The GWAC has a heavy small-business footprint and includes set-asides; average orders for small business, HUBZone, SDVOSB, 8(a), and Women Owned range from $15,000 to $400 million in CIO-SP3. In fiscal year 2019, 62 awards totaled more than $3.5 billion under CIO-SP3, and 106 awards accounted for more than $1.8 billion to small businesses.
NITAAC says contracts are awarded through a comprehensive evaluation process including technical capabilities, past performance, and small business subcontracting plans. For CIO-SP4, “the ceiling value of each contract will increase, likely from $20 billion to $40 billion,” there may be “a phased evaluation approach that requires vendors to fill out a self scoring sheet” that “may be evaluated using a point system and cut-off,” and “corporate experience will likely be used as an evaluation factor,” according to NITAAC. “The number of small business awards will likely stay about the same from CIO-SP3 to CIO-SP4.”
Contractor teaming arrangements and joint ventures form in the CIO-SP4 competition to level the playing field and help mid-tier and small businesses meet qualification requirements such as health subject matter expertise. At a November AFCEA-sponsored NITAAC information-sharing session, contractors were told that all CTAs and JVs must have had experience working on the same corporate experience project together for it to be used toward the self-scoring sheet, and corporate experience from members of a CTA defined in FAR 9.601(1) may be used if the members worked together on that project.
Concerned industry members argue this requirement would not benefit the government’s goals but would reduce the number of qualified teams able to compete and disproportionately impact small and mid-tier firms. They also note that such a change this late in the process — without the potential RFP requirement highlighted at numerous earlier CIO-SP4 outreach events spanning more than a year — leaves in limbo some companies that have heavily invested in CTA and JV formation for CIO-SP4 without a reason to believe that corporate experience could be limited or conditioned.
These industry members argue that the government should allow the corporate experience of any CTA or JV team member to be used for self-scoring, without the requirement for such experience to have been shared by all members that runs counter to previous evaluations of CTA and JV experience on other GSA GWACs. If agency vehicle users desire shared experience for specific task orders, industry officials argue such a requirement could be established at the task order level.

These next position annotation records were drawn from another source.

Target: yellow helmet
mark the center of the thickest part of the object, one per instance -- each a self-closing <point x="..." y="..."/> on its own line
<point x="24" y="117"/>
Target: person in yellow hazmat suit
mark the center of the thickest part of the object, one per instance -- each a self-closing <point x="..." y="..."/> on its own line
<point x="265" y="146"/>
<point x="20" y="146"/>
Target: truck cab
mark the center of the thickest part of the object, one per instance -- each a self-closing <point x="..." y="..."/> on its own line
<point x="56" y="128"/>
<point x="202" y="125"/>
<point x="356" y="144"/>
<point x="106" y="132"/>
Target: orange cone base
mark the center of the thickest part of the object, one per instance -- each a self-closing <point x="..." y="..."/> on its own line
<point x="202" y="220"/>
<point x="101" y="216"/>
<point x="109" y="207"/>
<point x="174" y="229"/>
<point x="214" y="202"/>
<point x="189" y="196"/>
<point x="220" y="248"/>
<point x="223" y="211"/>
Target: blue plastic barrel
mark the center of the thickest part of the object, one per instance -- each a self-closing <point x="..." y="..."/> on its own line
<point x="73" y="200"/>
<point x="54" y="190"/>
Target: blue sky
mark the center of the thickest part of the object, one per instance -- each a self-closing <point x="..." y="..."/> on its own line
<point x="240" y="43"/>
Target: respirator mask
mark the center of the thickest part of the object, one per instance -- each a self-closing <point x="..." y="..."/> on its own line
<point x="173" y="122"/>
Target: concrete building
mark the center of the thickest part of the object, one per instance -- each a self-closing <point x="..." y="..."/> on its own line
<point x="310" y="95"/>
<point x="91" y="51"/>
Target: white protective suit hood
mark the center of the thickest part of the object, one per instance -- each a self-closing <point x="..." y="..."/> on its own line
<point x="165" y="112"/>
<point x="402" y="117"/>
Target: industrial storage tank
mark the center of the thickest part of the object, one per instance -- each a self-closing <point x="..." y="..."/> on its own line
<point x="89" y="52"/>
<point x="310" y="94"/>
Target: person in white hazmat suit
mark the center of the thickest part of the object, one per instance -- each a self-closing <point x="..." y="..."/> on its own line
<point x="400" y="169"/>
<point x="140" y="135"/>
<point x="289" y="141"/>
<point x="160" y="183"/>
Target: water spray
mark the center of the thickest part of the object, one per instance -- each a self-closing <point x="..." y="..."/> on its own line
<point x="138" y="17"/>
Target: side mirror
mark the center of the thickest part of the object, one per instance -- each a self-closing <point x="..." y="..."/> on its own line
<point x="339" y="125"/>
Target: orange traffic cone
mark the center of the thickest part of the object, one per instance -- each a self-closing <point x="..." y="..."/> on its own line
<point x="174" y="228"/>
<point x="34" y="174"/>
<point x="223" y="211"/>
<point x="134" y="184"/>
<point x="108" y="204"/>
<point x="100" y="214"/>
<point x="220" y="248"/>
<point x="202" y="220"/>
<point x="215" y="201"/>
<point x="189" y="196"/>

And instead of a blanket prohibition, concerned industry members say the government can evaluate risk under Evaluation Factor 3 by considering the logic and efficacy of the roles assigned to each CTA or JV member, as well as the relevance of team member experience to those roles.
The final RFP has been delayed anticipated and is expected to be released in the next couple of weeks. Industry protests are expected if the RFP includes the restrictive CTA and JV requirements.
NITAAC says questions and comments on the final RFP will be due Feb. 1 with a proposal due date of March 15. The source selection award process is anticipated in early fall, leading to a Jan. 31, 2022, award issuance deadline. Protests would be reviewed from February to April 2022.